4. Fasting is the most effective way to lose weight. If the key to losing weight is using more calories than you take in, reducing your calorie intake to little or nothing must be the most effective diet, right? Wrong! For starters, that type of quick weight loss is probably not the kind you want. “About 16 hours after you begin a fast or extreme diet, when your glycogen stores have run out, your body begins to break down muscle for energy, causing the body to lose water,” Casper cautions. “This water weight is typically the quick drop in weight people see with fasting.”

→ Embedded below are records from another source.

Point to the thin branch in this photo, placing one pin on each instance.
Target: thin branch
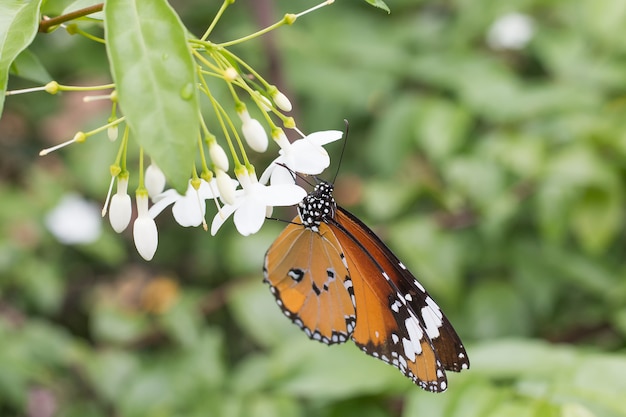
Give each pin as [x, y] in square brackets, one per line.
[46, 24]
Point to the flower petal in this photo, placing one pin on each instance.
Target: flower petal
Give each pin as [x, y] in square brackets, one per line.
[163, 200]
[189, 210]
[282, 195]
[249, 217]
[324, 137]
[308, 158]
[220, 218]
[282, 175]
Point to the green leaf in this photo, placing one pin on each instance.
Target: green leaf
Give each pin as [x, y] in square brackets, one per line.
[597, 217]
[28, 66]
[380, 4]
[155, 79]
[18, 26]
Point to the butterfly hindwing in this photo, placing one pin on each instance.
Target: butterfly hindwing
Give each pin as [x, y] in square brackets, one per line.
[308, 275]
[438, 329]
[387, 328]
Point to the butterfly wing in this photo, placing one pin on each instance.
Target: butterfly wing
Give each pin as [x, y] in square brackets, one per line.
[398, 321]
[308, 275]
[446, 341]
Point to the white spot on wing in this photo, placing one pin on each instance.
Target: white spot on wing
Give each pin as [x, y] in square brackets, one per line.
[412, 346]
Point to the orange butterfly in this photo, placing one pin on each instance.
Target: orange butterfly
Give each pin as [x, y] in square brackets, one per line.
[334, 278]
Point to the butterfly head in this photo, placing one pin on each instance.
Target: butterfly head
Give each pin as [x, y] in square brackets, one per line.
[318, 207]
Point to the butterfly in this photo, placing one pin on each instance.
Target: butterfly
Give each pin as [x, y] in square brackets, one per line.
[335, 279]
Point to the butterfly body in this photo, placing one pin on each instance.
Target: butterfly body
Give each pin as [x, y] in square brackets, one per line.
[334, 278]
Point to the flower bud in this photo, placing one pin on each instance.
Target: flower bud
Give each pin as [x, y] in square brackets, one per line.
[145, 232]
[112, 133]
[226, 186]
[281, 100]
[253, 132]
[154, 180]
[218, 156]
[120, 210]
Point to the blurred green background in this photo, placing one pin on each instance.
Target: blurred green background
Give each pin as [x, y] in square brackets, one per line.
[495, 171]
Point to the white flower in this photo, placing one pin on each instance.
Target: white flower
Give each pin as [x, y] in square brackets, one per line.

After that initial loss, it’s probably not going to be sustainable long-term. “If you’re judging the effectiveness only by the rate at which the weight is lost, then fasting comes out on top simply because this results in the fewest amount of ingested calories,” Bender explains. “However, this puts a lot of strain on the body, and since most people don’t want to sustain fasting for prolonged periods of time, it’s likely that you will regain the weight shortly thereafter.” It’s not just ineffective, it could be dangerous. According to Lisa Cohn, MMSc, MEd, RD, dietitian and president of Park Avenue Nutrition in NYC, “In the long run, repeated fasting can stress cardiac muscle, reduce muscle tissue, and reduce fitness, among other detriments.” Going hangry isn’t worth it.

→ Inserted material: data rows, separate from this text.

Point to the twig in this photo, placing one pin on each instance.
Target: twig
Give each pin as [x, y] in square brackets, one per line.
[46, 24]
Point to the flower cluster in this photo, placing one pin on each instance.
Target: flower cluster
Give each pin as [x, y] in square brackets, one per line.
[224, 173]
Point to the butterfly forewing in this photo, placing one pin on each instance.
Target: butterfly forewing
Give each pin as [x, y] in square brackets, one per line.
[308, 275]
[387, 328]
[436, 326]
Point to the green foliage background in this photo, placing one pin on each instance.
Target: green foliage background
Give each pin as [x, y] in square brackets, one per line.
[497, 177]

5. Cleanses help your body detox. Juice cleanses that supposedly detoxify your body have become a celebrity fad, but you don’t need a magical juice diet to get rid of toxins: Your liver does it for you! “If you are a healthy individual with a functioning liver and set of kidneys, these naturally act as detoxifiers for our bodies. Any fast weight loss, including but not limited to that caused by a ‘cleanse,’ can rapidly release pollutants stored in adipose tissue (fat) into the bloodstream, the effect of which is unknown,” Lavy explains. “A better option would be to choose nutrient-dense foods, such as fruits and vegetables, and increase physical activity as you’re able, which will likely result in more gradual, sustainable weight loss, and larger improvements in overall health, compared to a so-called cleanse.”
Ultimately, these myths just don’t hold water — and the safest, most sustainable way to reach your ideal weight is by taking it slow and steady.